Battery life has been one of the biggest concerns for smartphone owners; though if a new study published in a journal last week is to be believed, then lithium-ion batteries might soon offer twice their capacity soon.
Published by researchers at Samsung, the study claims the new technology can enable batteries to offer up to 1.5 and 1.8 times higher capacity than those of current commercial lithium-ion batteries. Samsung has come up with new coating technique for battery cathodes that promises to overcome limitations of current lithium ion batteries.
As per the study, published in Nature Communications, the new battery technology that employs use of graphene on the silicon surface offers volume expansion that can give extended battery life.

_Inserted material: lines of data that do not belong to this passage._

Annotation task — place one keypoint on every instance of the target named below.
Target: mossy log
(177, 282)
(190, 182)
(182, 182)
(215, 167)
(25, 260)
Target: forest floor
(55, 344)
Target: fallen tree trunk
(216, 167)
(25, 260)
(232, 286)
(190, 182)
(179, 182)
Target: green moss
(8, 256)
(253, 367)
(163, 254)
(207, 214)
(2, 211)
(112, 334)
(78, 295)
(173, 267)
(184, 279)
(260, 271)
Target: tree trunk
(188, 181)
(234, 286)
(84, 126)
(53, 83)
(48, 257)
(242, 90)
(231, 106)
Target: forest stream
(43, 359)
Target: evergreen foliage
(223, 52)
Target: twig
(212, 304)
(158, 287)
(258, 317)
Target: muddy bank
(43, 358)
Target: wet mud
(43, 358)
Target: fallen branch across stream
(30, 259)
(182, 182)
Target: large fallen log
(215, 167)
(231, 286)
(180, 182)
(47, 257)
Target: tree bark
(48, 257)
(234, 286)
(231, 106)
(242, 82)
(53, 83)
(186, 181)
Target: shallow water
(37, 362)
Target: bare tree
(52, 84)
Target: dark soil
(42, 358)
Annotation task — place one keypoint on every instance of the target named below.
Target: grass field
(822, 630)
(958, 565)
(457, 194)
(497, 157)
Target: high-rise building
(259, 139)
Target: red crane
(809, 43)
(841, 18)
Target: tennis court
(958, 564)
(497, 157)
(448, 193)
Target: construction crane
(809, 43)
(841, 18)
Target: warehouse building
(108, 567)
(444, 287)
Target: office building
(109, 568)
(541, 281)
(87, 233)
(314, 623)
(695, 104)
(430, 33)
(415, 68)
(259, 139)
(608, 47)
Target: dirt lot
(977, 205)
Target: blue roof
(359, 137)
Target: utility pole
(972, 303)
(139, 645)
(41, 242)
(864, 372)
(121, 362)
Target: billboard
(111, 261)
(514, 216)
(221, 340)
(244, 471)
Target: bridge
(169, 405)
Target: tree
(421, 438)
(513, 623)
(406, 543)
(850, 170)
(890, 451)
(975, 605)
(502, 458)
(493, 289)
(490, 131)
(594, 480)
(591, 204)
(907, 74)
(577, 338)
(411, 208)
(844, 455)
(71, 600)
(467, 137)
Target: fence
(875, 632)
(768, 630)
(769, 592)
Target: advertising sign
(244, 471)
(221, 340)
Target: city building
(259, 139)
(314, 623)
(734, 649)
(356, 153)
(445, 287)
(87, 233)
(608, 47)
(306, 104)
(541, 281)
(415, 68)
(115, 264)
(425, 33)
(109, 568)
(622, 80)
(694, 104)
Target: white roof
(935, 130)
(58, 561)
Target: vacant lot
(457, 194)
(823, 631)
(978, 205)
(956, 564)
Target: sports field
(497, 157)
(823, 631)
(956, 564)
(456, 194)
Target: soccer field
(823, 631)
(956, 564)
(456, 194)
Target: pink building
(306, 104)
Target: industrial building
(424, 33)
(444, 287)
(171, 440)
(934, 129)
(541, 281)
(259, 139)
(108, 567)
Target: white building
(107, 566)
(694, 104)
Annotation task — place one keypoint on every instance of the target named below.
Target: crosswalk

The journal explains, "Here we report direct graphene growth over silicon nanoparticles without silicon carbide formation. The graphene layers anchored onto the silicon surface accommodate the volume expansion of silicon via a sliding process between adjacent graphene layers. When paired with a commercial lithium cobalt oxide cathode, the silicon carbide-free graphene coating allows the full cell to reach volumetric energy densities of 972 and 700 Wh l-1 at first and 200th cycle, respectively, 1.8 and 1.5 times higher than those of current commercial lithium-ion batteries."

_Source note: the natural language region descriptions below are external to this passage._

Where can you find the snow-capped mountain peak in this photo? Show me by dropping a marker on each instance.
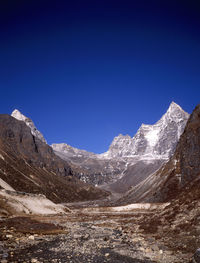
(155, 141)
(19, 116)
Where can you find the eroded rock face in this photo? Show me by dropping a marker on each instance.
(27, 164)
(178, 173)
(155, 140)
(152, 145)
(19, 116)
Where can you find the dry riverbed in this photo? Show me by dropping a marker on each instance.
(83, 235)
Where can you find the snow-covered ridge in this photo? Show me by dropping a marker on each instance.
(152, 141)
(19, 116)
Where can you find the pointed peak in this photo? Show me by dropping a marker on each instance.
(18, 115)
(174, 105)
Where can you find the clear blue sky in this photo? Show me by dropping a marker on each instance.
(85, 71)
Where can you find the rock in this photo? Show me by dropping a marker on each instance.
(31, 237)
(197, 256)
(9, 236)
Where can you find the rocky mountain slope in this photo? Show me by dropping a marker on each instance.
(27, 164)
(129, 160)
(19, 116)
(178, 174)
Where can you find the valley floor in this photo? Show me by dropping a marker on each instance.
(86, 236)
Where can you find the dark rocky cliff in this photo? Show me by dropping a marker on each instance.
(30, 165)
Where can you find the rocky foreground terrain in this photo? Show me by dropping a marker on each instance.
(157, 220)
(100, 235)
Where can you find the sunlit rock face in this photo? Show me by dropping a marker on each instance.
(153, 141)
(129, 160)
(19, 116)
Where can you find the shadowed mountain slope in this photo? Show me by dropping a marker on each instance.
(28, 164)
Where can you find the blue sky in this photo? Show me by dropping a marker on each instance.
(89, 70)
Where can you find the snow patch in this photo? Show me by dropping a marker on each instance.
(152, 137)
(31, 204)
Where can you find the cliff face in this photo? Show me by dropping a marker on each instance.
(178, 174)
(28, 164)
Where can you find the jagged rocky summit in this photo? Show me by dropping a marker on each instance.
(130, 160)
(28, 164)
(19, 116)
(153, 141)
(179, 175)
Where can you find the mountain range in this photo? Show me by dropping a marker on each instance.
(129, 169)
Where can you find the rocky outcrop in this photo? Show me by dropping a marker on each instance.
(179, 173)
(129, 160)
(27, 164)
(154, 141)
(19, 116)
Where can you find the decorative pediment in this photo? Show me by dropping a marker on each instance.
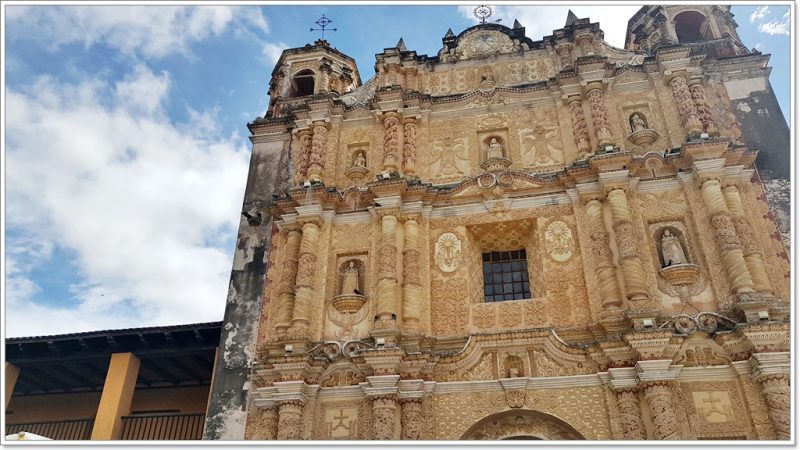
(483, 41)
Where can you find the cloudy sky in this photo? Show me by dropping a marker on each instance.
(126, 148)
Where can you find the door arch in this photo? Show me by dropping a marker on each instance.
(518, 424)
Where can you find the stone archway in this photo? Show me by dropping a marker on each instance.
(519, 424)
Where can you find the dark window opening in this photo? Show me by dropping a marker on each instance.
(691, 26)
(302, 84)
(505, 276)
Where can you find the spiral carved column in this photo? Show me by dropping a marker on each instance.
(698, 94)
(726, 238)
(605, 269)
(316, 159)
(630, 415)
(665, 421)
(303, 153)
(686, 107)
(304, 291)
(286, 285)
(777, 395)
(290, 420)
(411, 278)
(411, 418)
(392, 136)
(750, 249)
(594, 92)
(387, 269)
(410, 146)
(579, 130)
(383, 411)
(631, 264)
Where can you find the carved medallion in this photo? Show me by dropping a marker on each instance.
(558, 238)
(448, 251)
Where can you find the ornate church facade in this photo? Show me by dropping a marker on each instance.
(513, 239)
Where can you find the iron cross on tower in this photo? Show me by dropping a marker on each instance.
(323, 22)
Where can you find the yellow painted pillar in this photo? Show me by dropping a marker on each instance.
(115, 401)
(12, 373)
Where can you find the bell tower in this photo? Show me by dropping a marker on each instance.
(315, 69)
(712, 26)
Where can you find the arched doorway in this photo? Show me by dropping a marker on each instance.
(521, 424)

Samsung appears certain the new lithium-ion battery technology will deliver extended battery life and will be a commercially viable option. "This observation suggests that two-dimensional layered structure of graphene and its silicon carbide-free integration with silicon can serve as a prototype in advancing silicon anodes to commercially viable technology," writes journal.

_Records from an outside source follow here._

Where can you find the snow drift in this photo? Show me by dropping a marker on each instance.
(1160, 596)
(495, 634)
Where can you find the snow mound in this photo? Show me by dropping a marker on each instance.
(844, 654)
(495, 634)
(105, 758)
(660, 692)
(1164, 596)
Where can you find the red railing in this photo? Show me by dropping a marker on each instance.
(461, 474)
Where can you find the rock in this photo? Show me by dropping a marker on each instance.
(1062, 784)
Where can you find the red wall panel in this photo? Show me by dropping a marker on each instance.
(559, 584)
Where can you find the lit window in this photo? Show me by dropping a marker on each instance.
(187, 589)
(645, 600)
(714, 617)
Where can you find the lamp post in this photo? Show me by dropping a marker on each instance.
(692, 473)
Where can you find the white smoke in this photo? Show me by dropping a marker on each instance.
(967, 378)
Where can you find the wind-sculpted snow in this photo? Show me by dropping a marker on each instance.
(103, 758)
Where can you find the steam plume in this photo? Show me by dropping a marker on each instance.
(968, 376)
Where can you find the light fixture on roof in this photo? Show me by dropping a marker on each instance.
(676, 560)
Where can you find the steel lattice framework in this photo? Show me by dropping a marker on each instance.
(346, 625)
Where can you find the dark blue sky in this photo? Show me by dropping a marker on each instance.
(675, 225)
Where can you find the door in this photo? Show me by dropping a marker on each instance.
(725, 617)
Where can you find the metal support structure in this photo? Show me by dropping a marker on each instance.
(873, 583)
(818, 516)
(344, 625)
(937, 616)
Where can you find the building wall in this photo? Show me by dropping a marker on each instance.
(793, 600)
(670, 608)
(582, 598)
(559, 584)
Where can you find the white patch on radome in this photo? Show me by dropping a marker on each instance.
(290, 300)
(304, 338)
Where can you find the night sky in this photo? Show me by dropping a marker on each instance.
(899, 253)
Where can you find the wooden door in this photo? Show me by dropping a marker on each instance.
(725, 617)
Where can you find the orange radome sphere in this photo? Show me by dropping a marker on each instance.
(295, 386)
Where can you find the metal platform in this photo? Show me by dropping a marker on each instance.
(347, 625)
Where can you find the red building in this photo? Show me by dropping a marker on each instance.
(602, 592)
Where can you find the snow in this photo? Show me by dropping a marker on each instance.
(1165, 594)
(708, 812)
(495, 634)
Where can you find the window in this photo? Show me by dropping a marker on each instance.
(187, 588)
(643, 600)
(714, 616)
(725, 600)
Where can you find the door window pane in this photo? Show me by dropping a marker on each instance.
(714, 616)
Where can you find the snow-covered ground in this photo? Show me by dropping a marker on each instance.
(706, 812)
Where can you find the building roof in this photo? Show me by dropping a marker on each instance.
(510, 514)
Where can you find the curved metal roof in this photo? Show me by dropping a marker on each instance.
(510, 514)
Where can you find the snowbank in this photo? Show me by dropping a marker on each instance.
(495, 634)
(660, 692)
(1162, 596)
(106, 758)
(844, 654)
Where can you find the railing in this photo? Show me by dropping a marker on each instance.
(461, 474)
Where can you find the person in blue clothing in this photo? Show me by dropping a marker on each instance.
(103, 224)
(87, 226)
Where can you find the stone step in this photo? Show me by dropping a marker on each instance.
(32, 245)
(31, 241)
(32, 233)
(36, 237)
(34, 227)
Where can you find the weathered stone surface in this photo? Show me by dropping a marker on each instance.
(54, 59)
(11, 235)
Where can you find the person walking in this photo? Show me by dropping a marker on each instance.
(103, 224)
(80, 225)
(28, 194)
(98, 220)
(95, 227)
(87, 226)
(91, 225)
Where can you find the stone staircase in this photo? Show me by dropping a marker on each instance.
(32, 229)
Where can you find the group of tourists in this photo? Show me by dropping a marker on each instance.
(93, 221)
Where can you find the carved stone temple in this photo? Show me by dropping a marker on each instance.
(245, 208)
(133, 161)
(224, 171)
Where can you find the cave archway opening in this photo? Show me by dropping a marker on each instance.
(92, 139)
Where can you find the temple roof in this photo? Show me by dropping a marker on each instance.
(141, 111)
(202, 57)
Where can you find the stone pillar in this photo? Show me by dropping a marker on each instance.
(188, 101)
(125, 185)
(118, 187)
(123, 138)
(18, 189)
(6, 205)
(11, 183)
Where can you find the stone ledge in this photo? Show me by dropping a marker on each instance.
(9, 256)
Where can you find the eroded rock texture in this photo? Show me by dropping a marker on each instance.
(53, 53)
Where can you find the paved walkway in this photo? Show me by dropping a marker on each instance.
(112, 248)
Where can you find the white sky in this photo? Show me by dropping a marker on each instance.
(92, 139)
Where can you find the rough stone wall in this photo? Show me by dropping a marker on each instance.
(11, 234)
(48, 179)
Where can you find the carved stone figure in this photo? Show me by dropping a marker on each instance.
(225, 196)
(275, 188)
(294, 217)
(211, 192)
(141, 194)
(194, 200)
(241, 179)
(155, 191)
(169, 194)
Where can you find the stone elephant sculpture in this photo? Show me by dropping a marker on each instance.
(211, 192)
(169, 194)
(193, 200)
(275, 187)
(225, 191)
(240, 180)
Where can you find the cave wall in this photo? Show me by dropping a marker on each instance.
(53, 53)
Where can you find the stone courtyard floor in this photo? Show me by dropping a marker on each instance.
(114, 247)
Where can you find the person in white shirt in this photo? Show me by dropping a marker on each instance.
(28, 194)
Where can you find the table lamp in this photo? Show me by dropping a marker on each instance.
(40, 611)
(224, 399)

The South Korean consumer electronics giant acknowledges that the new technology weakens batteries competitiveness in the volumetric energy density and cycle life due to additional discharge cycles. The company said it is working to improve the effectiveness of the battery.
Last year, US scientists developed a 'smart' lithium-ion battery that alerted users of potential overheating and fire. The technology was designed for conventional lithium-ion batteries now used in billions of cell phones, laptops and other electronic devices as well as a growing number of cars and airplanes.